You don’t need to use all of these added lines shown. On the other hand, you can add your own customizations. Here is what each added line (or set of lines) means:

The change to line 1 (moving the original line 1 down a few lines) adds Set(CDR(did)=${FROM_DID}), which causes the call detail record to show the DID the call came in on for blacklisted calls.

The next added section consists of these lines:

;Special CallerID name lookup; uses Asterisk Phonebook which also acts as whitelist
exten => s,n,GotoIf($["${DB_EXISTS(cidname/${CALLERID(num)})}"!="1"]?blcheck)
exten => s,n,Set(CALLERID(name)=${DB(cidname/${CALLERID(num)})})
exten => s,n,Set(__SKIPCIDLOOKUP=1)
exten => s,n,Return()

What this does is checks the Asterisk Phonebook to see if the calling number appears there, and if it does, it sets the Caller ID name to the name associated with that number in the Phonebook. It also allows the Asterisk Phonebook to act as a “whitelist”, so that numbers in the Phonebook are not sent to TrueCNAM for spam scoring or subjected to any further blacklist tests. If a number appears in both the Asterisk Phonebook and the Blacklist, the Asterisk Phonebook will “win” and the call will be allowed through, so don’t put any number from which you want to block calls in the Asterisk Phonebook! Originally I had put this section lower in the context but then I realized that if a number appears in the whitelist, no further blacklist checking is necessary or desirable.

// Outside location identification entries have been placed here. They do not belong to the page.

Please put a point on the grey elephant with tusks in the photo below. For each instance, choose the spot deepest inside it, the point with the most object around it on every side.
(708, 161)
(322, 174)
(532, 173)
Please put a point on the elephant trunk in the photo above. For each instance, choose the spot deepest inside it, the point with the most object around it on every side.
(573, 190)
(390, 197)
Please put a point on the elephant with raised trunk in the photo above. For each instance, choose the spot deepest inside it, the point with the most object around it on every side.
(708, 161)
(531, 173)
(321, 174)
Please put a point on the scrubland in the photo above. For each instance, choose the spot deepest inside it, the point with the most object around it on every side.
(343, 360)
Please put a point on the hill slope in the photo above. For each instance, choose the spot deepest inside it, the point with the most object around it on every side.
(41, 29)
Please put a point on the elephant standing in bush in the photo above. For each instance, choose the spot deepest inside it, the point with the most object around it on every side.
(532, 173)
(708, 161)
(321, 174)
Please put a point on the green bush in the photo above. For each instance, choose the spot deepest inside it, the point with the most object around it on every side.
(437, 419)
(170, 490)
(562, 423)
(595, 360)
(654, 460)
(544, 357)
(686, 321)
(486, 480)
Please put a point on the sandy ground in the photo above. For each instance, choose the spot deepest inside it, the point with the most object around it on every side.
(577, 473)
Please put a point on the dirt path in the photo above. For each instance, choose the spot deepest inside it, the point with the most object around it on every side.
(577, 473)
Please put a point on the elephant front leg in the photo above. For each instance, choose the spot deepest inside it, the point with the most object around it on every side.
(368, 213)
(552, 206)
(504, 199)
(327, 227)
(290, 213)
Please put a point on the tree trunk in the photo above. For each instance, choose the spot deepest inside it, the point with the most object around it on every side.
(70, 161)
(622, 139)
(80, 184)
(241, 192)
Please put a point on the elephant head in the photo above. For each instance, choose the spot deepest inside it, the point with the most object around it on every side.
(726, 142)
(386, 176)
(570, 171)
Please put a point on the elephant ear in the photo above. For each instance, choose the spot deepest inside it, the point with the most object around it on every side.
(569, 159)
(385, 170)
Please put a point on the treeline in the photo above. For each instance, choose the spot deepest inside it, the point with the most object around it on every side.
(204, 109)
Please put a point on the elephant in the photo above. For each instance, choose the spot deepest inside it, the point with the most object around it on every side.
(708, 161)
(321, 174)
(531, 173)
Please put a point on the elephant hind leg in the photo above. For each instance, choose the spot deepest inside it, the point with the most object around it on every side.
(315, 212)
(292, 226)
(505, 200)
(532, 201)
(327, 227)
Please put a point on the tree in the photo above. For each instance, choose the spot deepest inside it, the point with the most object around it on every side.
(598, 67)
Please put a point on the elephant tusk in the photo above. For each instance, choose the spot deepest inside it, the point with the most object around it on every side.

There is one issue with doing this, and that is that if you have the FreePBX CallerID Lookup module installed and enabled, and you use another Caller ID lookup source it will override the Asterisk Phonebook lookup. To avoid that, you can either uninstall or remove the CallerID Lookup module, OR you can copy the [cidlookup] context from /etc/asterisk/extensions_additional.conf to /etc/asterisk/extensions_override_freepbx.conf and change the first line to a test for the SKIPCIDLOOKUP variable. For example, if the first line is:

exten => cidlookup_return,1,ExecIf($["${DB(cidname/${CALLERID(num)})}" != ""]?Set(CALLERID(name)=${DB(cidname/${CALLERID(num)})}))

You could change it to:

exten => cidlookup_return,1,,ExecIf($["${SKIPCIDLOOKUP}"="1"]?Return())
exten => cidlookup_return,n,ExecIf($["${DB(cidname/${CALLERID(num)})}" != ""]?Set(CALLERID(name)=${DB(cidname/${CALLERID(num)})}))

Don’t forget to change the line number 1 to n in the original first line, since it’s no longer line 1.  If you do not have the [cidlookup] context in /etc/asterisk/extensions_additional.conf then you probably have not installed or enabled the CallerID Lookup module, and in that case you don’t need to make these changes, and you can also omit the line that contains exten => s,n,Set(__SKIPCIDLOOKUP=1) from the added section under discussion.

Also, if you have the CID Superfecta module installed and enabled, then you should not enable the Asterisk Phonebook data source (since you would be doing the same lookup twice), but you should enable the Trunk Provided data source (so that CID Superfecta will see that there is already a Caller ID name associated with the call, and not further attempt to find a name to associate with the number).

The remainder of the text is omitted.